To date, no author has offered a biological substrate to defense mechanisms, though broader efforts at defining the neural bases of the dynamic unconscious have been made (Berlin, 2011). This makes this contribution that is made possible by the scientific works of Etkin, Bargh, and Gross unique and valuable.
The relative isolation of the child psychoanalytic literature may have served to hinder awareness of the parallels between defense mechanisms and implicit emotion. This may have prevented the spread of established therapeutic interventions focused on defense mechanisms beyond psychoanalytic circles. The operationalization of defense analysis into a manualized, short-term psychotherapy termed Regulation Focused Psychotherapy for Children (RFP-C; Hoffman et al., 2016) is one means to interface this therapeutic intervention targeting implicit ER with contemporary models of health care provision. This approach maintains focus on the disruptive child's aggression as maladaptive defense mechanisms against sadness, loss, loneliness, and trauma. The approach helps the child to recognize that the feared feelings will not overwhelm him or her, and that alternative strategies are available. Through this approach children develop a wider range of adaptive defense mechanisms and employ them more flexibly, leading to health and developmental progression (Hoffman, 2007).

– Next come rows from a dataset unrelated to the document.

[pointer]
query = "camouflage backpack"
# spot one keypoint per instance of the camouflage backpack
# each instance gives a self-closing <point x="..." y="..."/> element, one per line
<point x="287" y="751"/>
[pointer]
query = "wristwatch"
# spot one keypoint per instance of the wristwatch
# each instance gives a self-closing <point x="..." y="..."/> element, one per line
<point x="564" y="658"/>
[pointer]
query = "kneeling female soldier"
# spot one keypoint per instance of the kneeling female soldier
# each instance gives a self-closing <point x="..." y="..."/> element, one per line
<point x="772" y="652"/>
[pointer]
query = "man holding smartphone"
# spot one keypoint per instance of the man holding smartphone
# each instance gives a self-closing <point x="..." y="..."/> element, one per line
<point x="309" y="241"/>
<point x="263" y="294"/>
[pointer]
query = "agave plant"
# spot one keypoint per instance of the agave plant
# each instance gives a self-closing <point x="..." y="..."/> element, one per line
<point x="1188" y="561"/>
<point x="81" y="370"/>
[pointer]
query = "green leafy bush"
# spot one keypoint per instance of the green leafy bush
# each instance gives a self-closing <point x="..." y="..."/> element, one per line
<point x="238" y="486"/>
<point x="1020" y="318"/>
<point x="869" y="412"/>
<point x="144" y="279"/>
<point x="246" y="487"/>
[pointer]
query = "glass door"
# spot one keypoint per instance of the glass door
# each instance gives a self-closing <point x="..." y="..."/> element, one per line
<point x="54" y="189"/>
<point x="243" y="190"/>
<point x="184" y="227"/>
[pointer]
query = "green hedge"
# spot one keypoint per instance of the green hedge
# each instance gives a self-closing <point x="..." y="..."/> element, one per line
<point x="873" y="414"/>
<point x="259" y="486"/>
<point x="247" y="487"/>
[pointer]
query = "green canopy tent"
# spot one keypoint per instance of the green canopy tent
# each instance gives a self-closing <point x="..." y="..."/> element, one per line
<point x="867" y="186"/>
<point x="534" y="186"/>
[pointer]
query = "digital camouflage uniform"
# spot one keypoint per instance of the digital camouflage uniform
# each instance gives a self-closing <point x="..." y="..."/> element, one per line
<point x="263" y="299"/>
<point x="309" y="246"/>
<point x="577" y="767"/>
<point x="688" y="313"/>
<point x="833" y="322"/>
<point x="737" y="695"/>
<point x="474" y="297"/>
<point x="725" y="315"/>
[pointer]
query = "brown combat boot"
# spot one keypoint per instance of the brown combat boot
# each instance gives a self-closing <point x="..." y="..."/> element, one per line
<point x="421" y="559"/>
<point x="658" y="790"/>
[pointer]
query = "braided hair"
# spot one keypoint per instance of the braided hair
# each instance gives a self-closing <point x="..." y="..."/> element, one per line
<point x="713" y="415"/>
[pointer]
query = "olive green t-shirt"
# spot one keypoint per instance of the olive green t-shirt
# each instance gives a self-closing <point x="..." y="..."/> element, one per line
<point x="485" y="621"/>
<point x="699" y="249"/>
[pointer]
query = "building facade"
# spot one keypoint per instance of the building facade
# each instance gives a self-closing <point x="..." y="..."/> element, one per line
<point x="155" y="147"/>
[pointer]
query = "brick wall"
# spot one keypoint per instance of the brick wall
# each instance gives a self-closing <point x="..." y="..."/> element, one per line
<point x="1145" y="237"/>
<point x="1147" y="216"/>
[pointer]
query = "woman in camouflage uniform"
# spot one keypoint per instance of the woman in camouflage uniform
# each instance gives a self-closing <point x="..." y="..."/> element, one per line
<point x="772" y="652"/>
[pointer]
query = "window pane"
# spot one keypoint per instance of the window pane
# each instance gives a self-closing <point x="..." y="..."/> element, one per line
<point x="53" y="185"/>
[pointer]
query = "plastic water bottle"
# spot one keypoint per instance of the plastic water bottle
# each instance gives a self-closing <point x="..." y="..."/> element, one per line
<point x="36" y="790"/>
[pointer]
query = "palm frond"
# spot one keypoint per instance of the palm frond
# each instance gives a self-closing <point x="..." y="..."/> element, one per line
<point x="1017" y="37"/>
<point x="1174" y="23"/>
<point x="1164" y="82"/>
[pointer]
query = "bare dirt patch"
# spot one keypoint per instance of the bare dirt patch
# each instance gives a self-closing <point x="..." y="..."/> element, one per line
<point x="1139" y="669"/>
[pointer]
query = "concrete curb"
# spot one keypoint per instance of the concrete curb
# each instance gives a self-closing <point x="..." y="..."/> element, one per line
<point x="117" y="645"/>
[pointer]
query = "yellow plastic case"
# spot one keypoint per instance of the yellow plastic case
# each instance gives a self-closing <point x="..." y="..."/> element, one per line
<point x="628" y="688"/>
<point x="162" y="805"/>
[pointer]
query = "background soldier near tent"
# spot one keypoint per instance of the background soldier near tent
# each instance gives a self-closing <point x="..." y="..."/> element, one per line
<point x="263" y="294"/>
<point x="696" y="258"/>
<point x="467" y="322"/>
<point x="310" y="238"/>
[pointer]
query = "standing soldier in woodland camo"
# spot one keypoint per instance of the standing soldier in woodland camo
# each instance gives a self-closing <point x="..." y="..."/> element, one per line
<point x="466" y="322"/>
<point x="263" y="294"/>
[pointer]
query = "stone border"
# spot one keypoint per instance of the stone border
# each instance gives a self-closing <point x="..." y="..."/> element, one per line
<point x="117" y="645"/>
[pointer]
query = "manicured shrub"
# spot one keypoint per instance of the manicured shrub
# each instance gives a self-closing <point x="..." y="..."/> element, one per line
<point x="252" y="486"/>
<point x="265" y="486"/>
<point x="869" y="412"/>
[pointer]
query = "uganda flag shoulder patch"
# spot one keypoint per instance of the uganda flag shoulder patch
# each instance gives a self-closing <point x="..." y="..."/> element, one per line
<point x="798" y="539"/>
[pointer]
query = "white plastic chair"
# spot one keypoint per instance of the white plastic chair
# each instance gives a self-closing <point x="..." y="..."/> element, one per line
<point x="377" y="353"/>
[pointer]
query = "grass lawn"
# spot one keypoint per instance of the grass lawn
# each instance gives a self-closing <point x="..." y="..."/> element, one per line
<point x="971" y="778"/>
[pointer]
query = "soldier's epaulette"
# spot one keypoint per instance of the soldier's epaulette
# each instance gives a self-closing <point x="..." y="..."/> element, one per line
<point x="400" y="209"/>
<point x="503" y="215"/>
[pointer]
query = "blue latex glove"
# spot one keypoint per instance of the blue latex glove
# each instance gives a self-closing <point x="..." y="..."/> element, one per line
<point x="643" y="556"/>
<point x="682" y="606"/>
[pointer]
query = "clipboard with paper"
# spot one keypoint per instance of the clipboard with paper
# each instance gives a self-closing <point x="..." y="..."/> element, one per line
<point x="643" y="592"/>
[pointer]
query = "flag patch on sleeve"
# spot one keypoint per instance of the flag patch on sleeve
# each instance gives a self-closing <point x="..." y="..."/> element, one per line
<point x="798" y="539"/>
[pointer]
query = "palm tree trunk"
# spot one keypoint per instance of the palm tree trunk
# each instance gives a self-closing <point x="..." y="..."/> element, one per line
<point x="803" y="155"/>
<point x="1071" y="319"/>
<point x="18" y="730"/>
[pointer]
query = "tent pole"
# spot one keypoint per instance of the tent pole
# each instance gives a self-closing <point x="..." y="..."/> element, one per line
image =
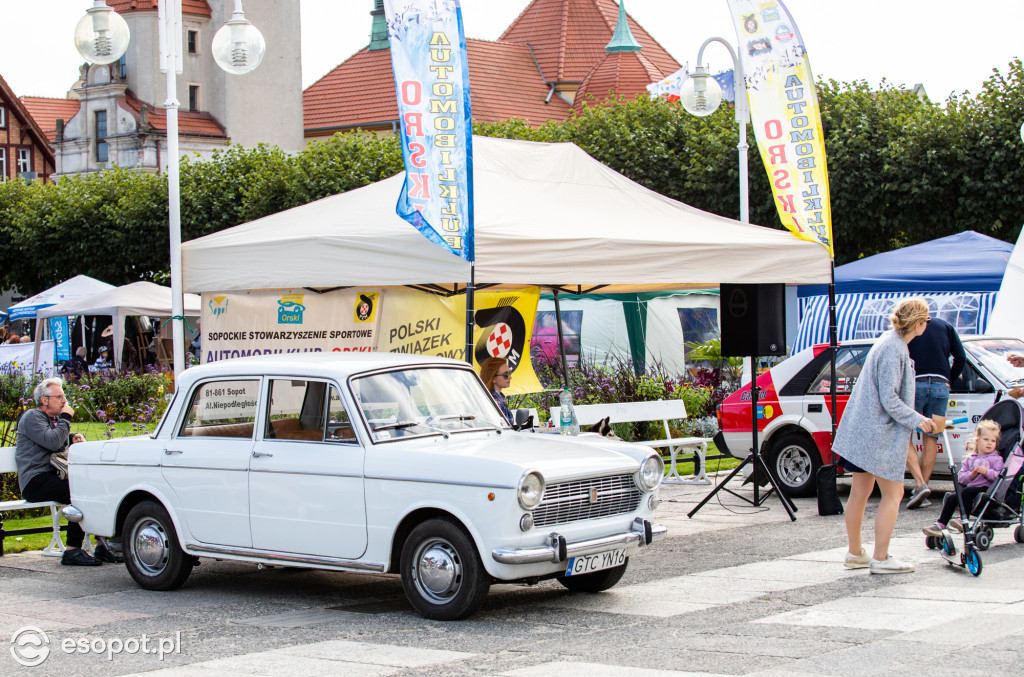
<point x="470" y="311"/>
<point x="833" y="346"/>
<point x="561" y="342"/>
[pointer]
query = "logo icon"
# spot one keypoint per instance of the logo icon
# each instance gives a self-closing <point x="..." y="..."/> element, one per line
<point x="30" y="646"/>
<point x="218" y="305"/>
<point x="290" y="309"/>
<point x="365" y="306"/>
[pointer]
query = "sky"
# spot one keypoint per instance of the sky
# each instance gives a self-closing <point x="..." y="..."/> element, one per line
<point x="949" y="46"/>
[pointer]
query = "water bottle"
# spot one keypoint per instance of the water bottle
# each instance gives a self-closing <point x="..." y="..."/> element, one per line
<point x="568" y="423"/>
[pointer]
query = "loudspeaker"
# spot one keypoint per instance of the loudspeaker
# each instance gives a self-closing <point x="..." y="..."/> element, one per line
<point x="753" y="320"/>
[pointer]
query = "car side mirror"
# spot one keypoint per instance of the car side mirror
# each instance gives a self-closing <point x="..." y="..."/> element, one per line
<point x="523" y="419"/>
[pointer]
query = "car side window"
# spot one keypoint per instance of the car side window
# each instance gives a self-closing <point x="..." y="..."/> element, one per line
<point x="971" y="381"/>
<point x="295" y="410"/>
<point x="339" y="425"/>
<point x="849" y="362"/>
<point x="222" y="409"/>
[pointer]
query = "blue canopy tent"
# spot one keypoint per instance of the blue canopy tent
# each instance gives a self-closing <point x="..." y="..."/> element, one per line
<point x="960" y="274"/>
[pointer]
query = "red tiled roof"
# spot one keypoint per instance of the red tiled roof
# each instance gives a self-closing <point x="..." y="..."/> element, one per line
<point x="504" y="83"/>
<point x="7" y="94"/>
<point x="47" y="111"/>
<point x="198" y="7"/>
<point x="189" y="123"/>
<point x="568" y="37"/>
<point x="626" y="74"/>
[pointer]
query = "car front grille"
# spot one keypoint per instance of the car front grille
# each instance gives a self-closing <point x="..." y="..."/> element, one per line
<point x="587" y="499"/>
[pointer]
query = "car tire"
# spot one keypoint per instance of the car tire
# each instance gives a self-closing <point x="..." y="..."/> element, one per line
<point x="441" y="572"/>
<point x="596" y="582"/>
<point x="153" y="554"/>
<point x="793" y="461"/>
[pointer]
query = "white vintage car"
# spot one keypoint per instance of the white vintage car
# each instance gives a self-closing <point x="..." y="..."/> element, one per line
<point x="368" y="463"/>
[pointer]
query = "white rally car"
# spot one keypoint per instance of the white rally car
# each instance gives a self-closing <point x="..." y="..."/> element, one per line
<point x="795" y="415"/>
<point x="366" y="463"/>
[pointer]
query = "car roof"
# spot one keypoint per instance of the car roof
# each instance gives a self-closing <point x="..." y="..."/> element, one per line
<point x="336" y="365"/>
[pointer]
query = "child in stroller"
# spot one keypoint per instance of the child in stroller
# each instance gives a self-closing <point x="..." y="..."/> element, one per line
<point x="978" y="471"/>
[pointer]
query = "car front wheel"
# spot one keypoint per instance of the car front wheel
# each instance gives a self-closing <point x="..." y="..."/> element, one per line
<point x="793" y="460"/>
<point x="153" y="554"/>
<point x="441" y="573"/>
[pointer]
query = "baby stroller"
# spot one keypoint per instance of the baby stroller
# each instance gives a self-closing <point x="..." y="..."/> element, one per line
<point x="1000" y="504"/>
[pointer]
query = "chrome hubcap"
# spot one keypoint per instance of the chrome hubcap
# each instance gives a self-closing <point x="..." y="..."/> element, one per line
<point x="794" y="466"/>
<point x="150" y="546"/>
<point x="437" y="569"/>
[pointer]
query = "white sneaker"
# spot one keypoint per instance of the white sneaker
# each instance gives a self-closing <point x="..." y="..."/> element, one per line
<point x="862" y="560"/>
<point x="890" y="565"/>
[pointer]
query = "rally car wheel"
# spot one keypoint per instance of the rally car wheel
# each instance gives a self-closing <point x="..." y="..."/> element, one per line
<point x="794" y="459"/>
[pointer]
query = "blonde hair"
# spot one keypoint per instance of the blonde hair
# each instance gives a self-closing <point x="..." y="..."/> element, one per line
<point x="907" y="313"/>
<point x="987" y="425"/>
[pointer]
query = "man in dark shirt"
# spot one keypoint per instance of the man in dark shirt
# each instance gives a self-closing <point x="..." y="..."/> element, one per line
<point x="931" y="352"/>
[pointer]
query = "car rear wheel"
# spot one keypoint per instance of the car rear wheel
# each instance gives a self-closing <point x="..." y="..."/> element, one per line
<point x="596" y="582"/>
<point x="153" y="554"/>
<point x="441" y="573"/>
<point x="793" y="460"/>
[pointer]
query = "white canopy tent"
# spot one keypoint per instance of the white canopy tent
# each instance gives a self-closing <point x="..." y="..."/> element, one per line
<point x="138" y="298"/>
<point x="1007" y="318"/>
<point x="70" y="290"/>
<point x="546" y="214"/>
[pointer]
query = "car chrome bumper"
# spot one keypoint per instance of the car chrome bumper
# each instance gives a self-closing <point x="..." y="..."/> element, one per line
<point x="643" y="533"/>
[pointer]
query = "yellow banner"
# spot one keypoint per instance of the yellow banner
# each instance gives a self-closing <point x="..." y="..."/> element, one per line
<point x="425" y="324"/>
<point x="785" y="116"/>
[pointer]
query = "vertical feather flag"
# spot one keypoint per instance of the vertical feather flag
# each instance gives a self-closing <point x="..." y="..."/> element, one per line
<point x="785" y="116"/>
<point x="431" y="75"/>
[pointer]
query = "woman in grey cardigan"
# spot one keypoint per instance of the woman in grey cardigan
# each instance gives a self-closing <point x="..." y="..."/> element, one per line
<point x="875" y="432"/>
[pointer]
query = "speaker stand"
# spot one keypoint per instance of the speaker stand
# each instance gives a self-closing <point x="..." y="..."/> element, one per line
<point x="756" y="461"/>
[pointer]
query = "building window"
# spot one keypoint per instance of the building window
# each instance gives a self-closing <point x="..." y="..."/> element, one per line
<point x="102" y="152"/>
<point x="24" y="160"/>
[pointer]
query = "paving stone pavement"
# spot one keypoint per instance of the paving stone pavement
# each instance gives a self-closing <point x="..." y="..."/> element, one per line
<point x="736" y="590"/>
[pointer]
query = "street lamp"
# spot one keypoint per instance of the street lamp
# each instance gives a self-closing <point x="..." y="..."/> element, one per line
<point x="701" y="94"/>
<point x="245" y="51"/>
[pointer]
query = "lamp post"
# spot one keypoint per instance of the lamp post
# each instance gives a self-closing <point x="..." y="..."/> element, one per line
<point x="238" y="47"/>
<point x="701" y="94"/>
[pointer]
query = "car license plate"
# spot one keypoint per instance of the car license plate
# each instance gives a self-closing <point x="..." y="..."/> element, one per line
<point x="588" y="563"/>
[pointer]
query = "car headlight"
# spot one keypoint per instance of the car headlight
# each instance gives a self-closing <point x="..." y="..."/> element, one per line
<point x="650" y="473"/>
<point x="530" y="490"/>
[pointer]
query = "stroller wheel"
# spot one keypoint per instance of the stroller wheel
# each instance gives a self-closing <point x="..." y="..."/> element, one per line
<point x="973" y="561"/>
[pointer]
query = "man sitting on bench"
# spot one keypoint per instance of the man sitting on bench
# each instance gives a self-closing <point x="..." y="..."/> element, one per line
<point x="42" y="431"/>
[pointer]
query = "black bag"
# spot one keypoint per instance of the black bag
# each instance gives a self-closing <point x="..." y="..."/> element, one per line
<point x="824" y="479"/>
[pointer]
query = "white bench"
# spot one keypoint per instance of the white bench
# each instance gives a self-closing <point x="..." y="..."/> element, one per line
<point x="56" y="546"/>
<point x="659" y="410"/>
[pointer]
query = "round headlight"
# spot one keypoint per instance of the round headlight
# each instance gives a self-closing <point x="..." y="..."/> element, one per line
<point x="530" y="490"/>
<point x="650" y="472"/>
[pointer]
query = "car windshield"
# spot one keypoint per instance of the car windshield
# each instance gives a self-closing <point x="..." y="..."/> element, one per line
<point x="434" y="400"/>
<point x="991" y="353"/>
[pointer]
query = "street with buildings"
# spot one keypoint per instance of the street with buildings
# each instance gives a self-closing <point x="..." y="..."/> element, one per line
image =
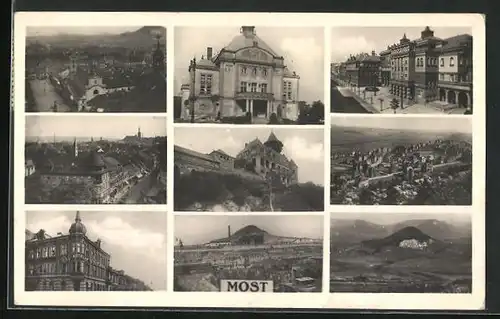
<point x="131" y="170"/>
<point x="427" y="75"/>
<point x="76" y="75"/>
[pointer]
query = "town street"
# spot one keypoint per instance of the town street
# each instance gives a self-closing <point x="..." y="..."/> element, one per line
<point x="44" y="95"/>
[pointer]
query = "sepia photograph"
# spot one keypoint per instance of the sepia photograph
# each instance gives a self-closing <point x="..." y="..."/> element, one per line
<point x="248" y="253"/>
<point x="95" y="251"/>
<point x="401" y="161"/>
<point x="248" y="169"/>
<point x="401" y="70"/>
<point x="95" y="160"/>
<point x="250" y="75"/>
<point x="401" y="253"/>
<point x="96" y="69"/>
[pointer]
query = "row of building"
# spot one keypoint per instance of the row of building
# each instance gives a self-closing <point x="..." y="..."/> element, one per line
<point x="420" y="70"/>
<point x="72" y="262"/>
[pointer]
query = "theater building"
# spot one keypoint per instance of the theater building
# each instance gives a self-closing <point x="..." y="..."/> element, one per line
<point x="72" y="262"/>
<point x="455" y="70"/>
<point x="246" y="77"/>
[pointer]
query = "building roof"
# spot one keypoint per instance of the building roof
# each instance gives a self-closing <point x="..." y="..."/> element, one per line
<point x="272" y="138"/>
<point x="248" y="38"/>
<point x="189" y="152"/>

The observed parallels between defense mechanisms and the implicit emotion regulation system (Rice and Hoffman, 2014) enable us to hypothesize that this manualized procedure will strengthen implicit emotion regulation processes. Children who participate in the treatment will show improvements in validated measures of emotion regulation. Further elaboration of the implicit emotion regulation system and its neural correlates and of this psychodynamic treatment may one day enable measurement of change at the neural system level, through electroencephalogram or functional magnetic resonance imaging. The affective neurosciences offer rich opportunities for psychodynamic psychiatry, and Etkin and colleague's work offer a special one for defense analysis.